Abstract
Background:
Microsatellite instability (MIN) has been studied in a variety of carcinomas and gynecologic sarcomas, but never in musculoskeletal sarcomas.
Methods:
We evaluated 16 skeletal and soft tissue sarcomas at nine genetic loci from chromosomal regions 1q, 5q, 7q, 12p, 13q, 17p, 19q, and two at 11p—all potential regions of interest regarding musculoskeletal sarcomas.
Results:
MIN was identified at one or more loci in seven of the cancers studied (44%). Three tumors had more than one locus with MIN and one tumor, a high-grade osteogenic sarcoma, had five of nine loci positive for MIN.
Conclusion:
These results indicate that musculoskeletal sarcomas show instability in areas inside and outside the loci of known oncogenes. Areas of mismatch repair, as heralded by MIN, may contribute to the vast heterogeneity of these neoplasms.

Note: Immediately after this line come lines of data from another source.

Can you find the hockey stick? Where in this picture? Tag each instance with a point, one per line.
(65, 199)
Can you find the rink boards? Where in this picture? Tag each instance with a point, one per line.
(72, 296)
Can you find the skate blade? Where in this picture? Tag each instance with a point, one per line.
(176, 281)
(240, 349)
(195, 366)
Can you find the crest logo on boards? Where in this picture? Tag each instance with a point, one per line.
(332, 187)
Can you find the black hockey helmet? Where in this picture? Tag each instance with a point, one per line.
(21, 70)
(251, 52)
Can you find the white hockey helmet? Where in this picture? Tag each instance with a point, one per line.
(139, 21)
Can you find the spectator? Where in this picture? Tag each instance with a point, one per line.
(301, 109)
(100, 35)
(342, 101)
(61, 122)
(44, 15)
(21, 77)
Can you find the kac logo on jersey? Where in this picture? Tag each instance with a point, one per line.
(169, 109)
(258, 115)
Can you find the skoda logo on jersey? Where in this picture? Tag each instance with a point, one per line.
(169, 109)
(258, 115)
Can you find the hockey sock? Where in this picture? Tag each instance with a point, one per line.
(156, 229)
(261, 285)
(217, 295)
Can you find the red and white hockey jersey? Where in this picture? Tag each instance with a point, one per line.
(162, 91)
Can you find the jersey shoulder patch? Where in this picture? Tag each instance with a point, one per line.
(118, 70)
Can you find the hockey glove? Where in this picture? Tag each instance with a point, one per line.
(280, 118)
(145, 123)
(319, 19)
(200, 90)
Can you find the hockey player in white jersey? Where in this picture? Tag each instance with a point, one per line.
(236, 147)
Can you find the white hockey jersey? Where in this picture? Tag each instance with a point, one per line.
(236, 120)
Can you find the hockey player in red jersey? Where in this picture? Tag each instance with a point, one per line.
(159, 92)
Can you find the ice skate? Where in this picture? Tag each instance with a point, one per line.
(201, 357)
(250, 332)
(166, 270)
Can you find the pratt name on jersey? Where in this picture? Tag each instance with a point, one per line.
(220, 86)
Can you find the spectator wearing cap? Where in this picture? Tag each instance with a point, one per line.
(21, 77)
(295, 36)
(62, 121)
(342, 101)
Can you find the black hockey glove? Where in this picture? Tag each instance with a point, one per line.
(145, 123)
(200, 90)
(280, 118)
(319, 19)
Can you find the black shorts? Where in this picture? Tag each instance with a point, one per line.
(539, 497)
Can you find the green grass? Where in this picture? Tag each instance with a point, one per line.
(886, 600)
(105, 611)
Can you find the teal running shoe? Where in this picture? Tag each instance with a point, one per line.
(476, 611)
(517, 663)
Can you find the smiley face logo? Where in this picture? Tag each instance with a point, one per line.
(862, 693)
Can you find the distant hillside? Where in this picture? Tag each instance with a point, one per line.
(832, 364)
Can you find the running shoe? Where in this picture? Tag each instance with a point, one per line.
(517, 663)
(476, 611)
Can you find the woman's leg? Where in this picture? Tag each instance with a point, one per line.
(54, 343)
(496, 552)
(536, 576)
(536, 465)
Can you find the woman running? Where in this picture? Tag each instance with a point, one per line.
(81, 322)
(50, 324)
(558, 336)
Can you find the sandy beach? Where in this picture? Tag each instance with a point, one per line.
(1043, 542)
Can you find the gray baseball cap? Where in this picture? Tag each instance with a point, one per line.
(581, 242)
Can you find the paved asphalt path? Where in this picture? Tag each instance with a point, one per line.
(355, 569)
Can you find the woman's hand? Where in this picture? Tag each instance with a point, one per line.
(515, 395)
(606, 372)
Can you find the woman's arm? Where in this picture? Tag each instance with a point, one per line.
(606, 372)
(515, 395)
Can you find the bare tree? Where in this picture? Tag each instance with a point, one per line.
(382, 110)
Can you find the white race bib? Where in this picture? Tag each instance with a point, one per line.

Keywords: Microsatellite instability, Musculoskeletal oncology, Musculoskeletal sarcoma, Neoplasm, PCR, Sarcoma
Sarcomas are a structurally diverse group of rare, malignant connective tissue neoplasms; a total of 2500 skeletal and 6400 soft tissue sarcomas are diagnosed annually in the United States.1 Osteogenic sarcoma (OGS), the most common skeletal sarcoma, illustrates the heterogeneity seen in these cancers. It can occur sporadically, or in association with Paget’s disease, fibrous dysplasia, osteochondromatosis, osteoblastoma, Ollier’s disease, hereditary retinoblastoma, Li-Fraumeni syndrome, or after treatment with radiation or chemotherapy. OGS develops in 12% of bilateral retinoblastoma patients—approximately 2000 times the normal rate.2–4 Seventy percent of OGS patients are known to have a dysfunctional retinoblastoma gene.5,6 Li-Fraumeni syndrome is an inherited disorder caused by a germ-line mutation of the p53 gene. People with this mutation have an unusually high incidence of sarcomas of bone and soft tissue, breast cancer, and other tumors, with 6% of those afflicted developing OGS.7,8
Microsatellites are short oligonucleotide repeats that are dispersed throughout the human genome and exhibit length polymorphism. These microsatellites vary in length from person to person, but are identical in any one person. Some tumor cells show changes in the length of these microsatellites compared with normal cells, indicating that the DNA sequences have gained or lost base pairs during tumor replication. This change in allelic size is termed microsatellite instability (MIN). Because microsatellites are highly polymorphic and are easily analyzed by polymerase chain reaction (PCR), they are valuable genetic markers for the altered phenotypes seen in cancers. Microsatellite instability has been shown to be a signal of defective DNA mismatch repair in several neoplasms. It has been reported in tumors as different as hereditary nonpolyposis colorectal cancer and melanoma. It is not known if mismatch repair, as evidenced by MIN, plays a role in the oncogenesis of skeletal or soft tissue sarcomas.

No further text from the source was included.